Some Homeowner's and other Property Insurance Companies have requested rate hikes in Florida using unauthorized computer models to project and predict huge Hurricane losses in the next few years. These requested rate hikes, based on unauthorized, unknown computer models have all been denied to date.
Other Homeowner's and Property Insurance Companies have complied with Florida law and have not found any problem doing so. They have reduced Premiums for the benefit of Florida Homeowners and other Property Insurance Policyholders because they have lowered their profit margins.
The most important law governing authorized vs. unauthorized computer models to predict future Hurricane losses is Florida Statute Section 627.0628. It has been around since 1995 and it was enacted partly in response to Hurricane Andrew. Here is a searchable link to the Florida Insurance Statutes and other Statutes provided by the Florida Legislature's web site.
In Section 627.0628, the Florida Commission on Hurricane Loss Projection Methodology was born. Here is a link to the web site of the Florida Commission on Hurricane Loss Projection Methodology.
Subsection (3)(c) of Section 627.0628 tells what kinds of catastrophe models can be used by insurers in their rate filings, or requests for premium increases, which are governed by Florida Statute Section 627.062, "Rate Standards". The law governing authorized vs. unauthorized models, Section 627.0628, says that Insurers making such a rate filing requesting authority to charge higher Premiums may use models "found by the commission to be accurate or reliable to determine hurricane loss factors for use in a rate filing".
Parenthetically, Florida is perhaps the only State that also provides "a public model for hurricane loss projections." By law, this public model is required to be accurate and reliable "pursuant to the same process and standards as the commission uses for the review of other hurricane loss projection models." Florida Statute Section 627.06281.
There does not appear to be any doubt about the meaning of the words in Section 627.0628 in any past year since the words were first written. If insurers want to make a rate filing or request a premium rate increase, then the kinds of models they use are models found by the commission to be accurate or reliable to determine hurricane loss factors for use in a rate filing.
EVEN IF authorized models are used in making the rate filing, the resulting "findings and factors are admissible and relevant in consideration of a rate filing" ONLY IF IN ADDITION the Florida Office of Insurance Regulation and the Florida Consumer Advocate are allowed to see all of the factors that went into the insurer's computer models (among other things) AND the insurer does not try to keep them secret. What happens if, as appears to be the case this year, an insurer makes a rate filing using a computer model which has NOT been found by the commission to be "accurate or reliable to determine hurricane loss factors" for use in the rate filing AND which the insurer tries to keep secret? The statute provides in what clearly seems to be express language that hurricane loss factors are NOT "admissible and relevant" WITHOUT providing the access AND DROPPING the secrecy.

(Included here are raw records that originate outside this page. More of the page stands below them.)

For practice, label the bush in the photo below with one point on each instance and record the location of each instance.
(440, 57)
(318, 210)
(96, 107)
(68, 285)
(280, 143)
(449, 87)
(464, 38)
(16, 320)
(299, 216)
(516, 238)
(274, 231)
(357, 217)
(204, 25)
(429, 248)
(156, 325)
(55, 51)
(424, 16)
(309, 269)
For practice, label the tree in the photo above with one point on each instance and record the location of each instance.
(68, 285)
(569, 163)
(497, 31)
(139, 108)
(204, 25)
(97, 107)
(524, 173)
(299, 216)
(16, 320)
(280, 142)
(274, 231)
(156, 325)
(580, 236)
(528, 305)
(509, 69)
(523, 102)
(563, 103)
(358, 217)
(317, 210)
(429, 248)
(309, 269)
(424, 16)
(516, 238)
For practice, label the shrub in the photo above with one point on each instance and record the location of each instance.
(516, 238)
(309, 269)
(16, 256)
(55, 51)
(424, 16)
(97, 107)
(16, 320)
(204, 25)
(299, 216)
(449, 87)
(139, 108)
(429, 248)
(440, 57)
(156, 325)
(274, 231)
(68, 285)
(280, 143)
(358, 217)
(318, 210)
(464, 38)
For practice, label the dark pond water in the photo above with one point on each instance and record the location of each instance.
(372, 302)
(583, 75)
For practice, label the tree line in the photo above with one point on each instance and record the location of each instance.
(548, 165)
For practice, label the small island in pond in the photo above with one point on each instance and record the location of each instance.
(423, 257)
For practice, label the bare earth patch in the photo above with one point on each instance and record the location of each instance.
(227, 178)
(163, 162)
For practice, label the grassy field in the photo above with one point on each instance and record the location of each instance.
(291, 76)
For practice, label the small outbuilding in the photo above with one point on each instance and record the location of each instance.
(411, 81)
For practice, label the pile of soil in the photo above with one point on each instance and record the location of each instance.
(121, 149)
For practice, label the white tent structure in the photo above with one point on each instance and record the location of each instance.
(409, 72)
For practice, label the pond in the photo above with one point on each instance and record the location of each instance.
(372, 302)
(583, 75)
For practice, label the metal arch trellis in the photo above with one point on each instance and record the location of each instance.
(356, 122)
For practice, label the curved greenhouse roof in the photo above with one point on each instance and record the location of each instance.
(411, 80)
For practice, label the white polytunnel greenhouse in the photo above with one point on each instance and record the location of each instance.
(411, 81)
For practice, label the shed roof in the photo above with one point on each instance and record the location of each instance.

Result of using unauthorized computer models WITHOUT providing the access AND WITHHOLDING secrets about the models? Rate Filing DENIED. That is the result that the Florida Statute clearly and reasonably seems to require. That is the apparent result also in every rate filing in which the insurer used such computer models to date. (This reality is, sadly, contrary to some opinions, some of which in turn are arguments for an absurd interpretation of the Florida Statute. Everybody has an opinion, and some opinions are expressed here in a newspaper report suggesting that since a few but by no means all Insurance Company representatives argued for such an interpretation of the Florida Statute, then maybe an absurd interpretation is the same thing as a reasonable interpretation. Not in the Florida Courts.)
There does not appear to be any "loophole" actually in the Florida law, not on the face of the Florida Statute nor in the practical interpretation provided by the agency applying it.